I signed up for a partial season (8 weeks) and now I want to receive a full season share. Can I?
Maybe. Send us an email and if we still have full shares left, we would gladly transfer your membership.
Who are you crazy people and why should I eat your vegetables?
Great question. We are Leah and Ross, two (mostly) cool cats who have a ferocious passion for growing food and building community.
Leah grew up on a cattle ranch in McCurtain County, Oklahoma, home to the logging industry, McCurtain County Gold, and the mediocre Edward Norton film, Leaves of Grass. Leah earned two degrees from Oklahoma State University (Go Pokes!) before heading to DC to run local political races. Her experiences growing up in an economically depressed community led her to progressive politics. Leah has served in communication roles at the Brookings Institute, the ACLU of Tennessee, and the Center for American Progress. Along this journey, Leah picked up a few new loves. First, and by far most important, her love of Ross (the editor of this FAQ section.) Leah also discovered a passion for growing food and for taking beautiful pictures. Leah currently splits her time between running her photography business, GrayKammera Photography, and running Working Over Thyme Farm with Ross. Leah enjoys having more than one drink in front of her (usually some combination of sweet tea, water, and beer) and napping with our farm dog, Ruby.

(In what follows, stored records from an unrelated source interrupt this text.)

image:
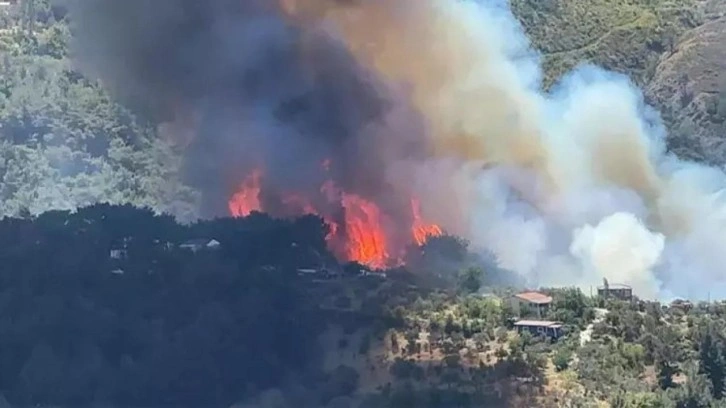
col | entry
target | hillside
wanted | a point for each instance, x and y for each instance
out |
(111, 305)
(673, 50)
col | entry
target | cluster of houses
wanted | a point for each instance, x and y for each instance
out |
(537, 305)
(120, 249)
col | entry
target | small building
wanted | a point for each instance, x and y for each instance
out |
(535, 302)
(546, 328)
(615, 290)
(318, 274)
(120, 249)
(195, 245)
(118, 253)
(681, 304)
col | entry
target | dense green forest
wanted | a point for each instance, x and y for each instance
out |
(65, 142)
(113, 305)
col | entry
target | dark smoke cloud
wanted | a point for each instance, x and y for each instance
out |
(258, 90)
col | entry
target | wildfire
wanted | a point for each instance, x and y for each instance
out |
(247, 198)
(366, 239)
(358, 235)
(421, 230)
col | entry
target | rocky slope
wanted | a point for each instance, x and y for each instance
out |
(674, 50)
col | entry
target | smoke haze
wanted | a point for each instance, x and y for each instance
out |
(439, 99)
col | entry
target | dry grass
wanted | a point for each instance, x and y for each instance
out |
(627, 36)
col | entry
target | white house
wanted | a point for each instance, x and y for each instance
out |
(195, 245)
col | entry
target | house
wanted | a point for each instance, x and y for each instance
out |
(546, 328)
(615, 290)
(120, 249)
(195, 245)
(118, 253)
(535, 302)
(319, 274)
(365, 273)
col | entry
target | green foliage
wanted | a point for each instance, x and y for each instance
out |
(620, 35)
(562, 359)
(470, 279)
(162, 325)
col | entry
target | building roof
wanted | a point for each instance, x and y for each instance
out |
(614, 286)
(200, 242)
(534, 297)
(538, 323)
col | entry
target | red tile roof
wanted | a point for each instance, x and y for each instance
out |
(534, 297)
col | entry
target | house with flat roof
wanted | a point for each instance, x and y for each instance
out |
(199, 244)
(534, 302)
(546, 328)
(615, 290)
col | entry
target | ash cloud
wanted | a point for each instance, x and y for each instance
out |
(256, 88)
(438, 97)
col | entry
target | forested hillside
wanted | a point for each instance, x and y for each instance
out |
(117, 305)
(65, 142)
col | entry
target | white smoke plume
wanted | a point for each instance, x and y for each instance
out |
(567, 187)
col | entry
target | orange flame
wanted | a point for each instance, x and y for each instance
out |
(360, 236)
(421, 230)
(366, 238)
(247, 199)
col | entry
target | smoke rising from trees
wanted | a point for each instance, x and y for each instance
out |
(438, 98)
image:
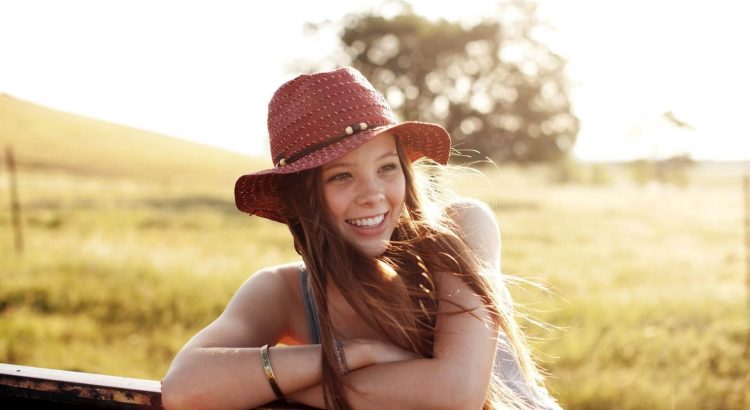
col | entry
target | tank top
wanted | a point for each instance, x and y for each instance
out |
(506, 365)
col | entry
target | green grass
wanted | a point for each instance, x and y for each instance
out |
(646, 308)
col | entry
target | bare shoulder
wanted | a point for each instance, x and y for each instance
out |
(272, 283)
(478, 228)
(259, 311)
(472, 213)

Ross hails from Columbus, Ohio, land of the Buckeyes and monoculture corn. He holds both a law degree and a MPH from George Washington University. Since 2007 Ross has lived and worked in DC as a healthcare attorney. In 2007 Ross took a step that would forever change his outlook on life: he started a backyard garden. Since that first 4X4 raised vegetable bed, Ross has been in love with the soil and all of the mysteries that it holds. He holds a certificate in permaculture from Prince Georges Community College and is a certified Master Gardner in Washington, DC. Now on the weekend, Ross throws on his coveralls and gets to work. He enjoys craft beer, nerf guns, and playing with his farm dog, Ruby.
We may not be your typical farmers but our path is different and uniquely ours; it is also what makes us, "us." We have a love and respect for the land and for the soil in which our produce grows. We think from the ground up and believe that slow and steady beats fast and pretty. We believe our city jobs have helped make us better people and better farmers.
Some call us hobby farmers or gentleman farmers. We accept those titles, although we don't embrace them. Farming is not our hobby, it is our way of life and what we love. We don't know what the future will bring just yet, but we are certain it will always include a love for the land and passion for community.